For the passage of the Municipal suffrage bill, we owe a debt of gratitude to Senator Hopkins and Representative Newkirk, who undertook, with manly sincerity and determination, to champion our bill, and they made it a study to win. The pity of thus defrauding the women of political rights and power is not alone to those excluded, but the great loss of moral and uplifting conditions from which the state and government have suffered.
Material prosperity cannot save a nation whose heart and life are eaten out by cancerous physical and spiritual conditions, that consume manhood, deprave childhood and destroy the nation.
* Bill referred to, after being passed by the legislature and signed by the governor, was finally lost by a decision of the courts.

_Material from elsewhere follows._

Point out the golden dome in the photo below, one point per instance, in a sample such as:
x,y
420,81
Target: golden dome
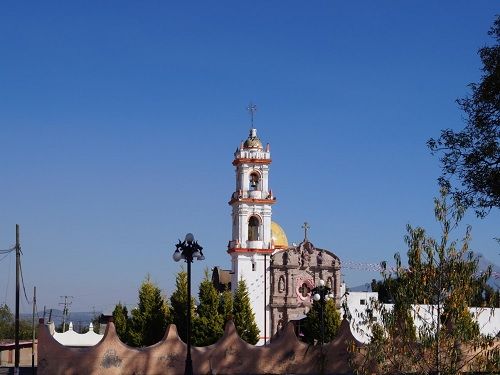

Mrs. Emily Horton Ketcham is a native of Grand Rapids, Mich. She was born July 16, 1838. Her parents were Josiah Burton and Elizabeth Freeman Burton. She was educated in the public schools and St. Mark's College, of Grand Rapids, Mich., Henrietta Academy, New York, and Mary B. Allen's school for girls, at Rochester, N. Y. She has traveled considerably in the United States. She married Smith G. Ketcham, of Farmington, N. Y. her special work has been in the interest of the political enfranchisement of women. Her principal literary works are newspaper and magazine articles and addresses on some phase of the question of political equality for men and women. Mrs. Ketcham is a woman of strong character and of marked executive ability, and is a zealous, earnest and successful worker. Her postoffice address is Grand Rapids, Mich.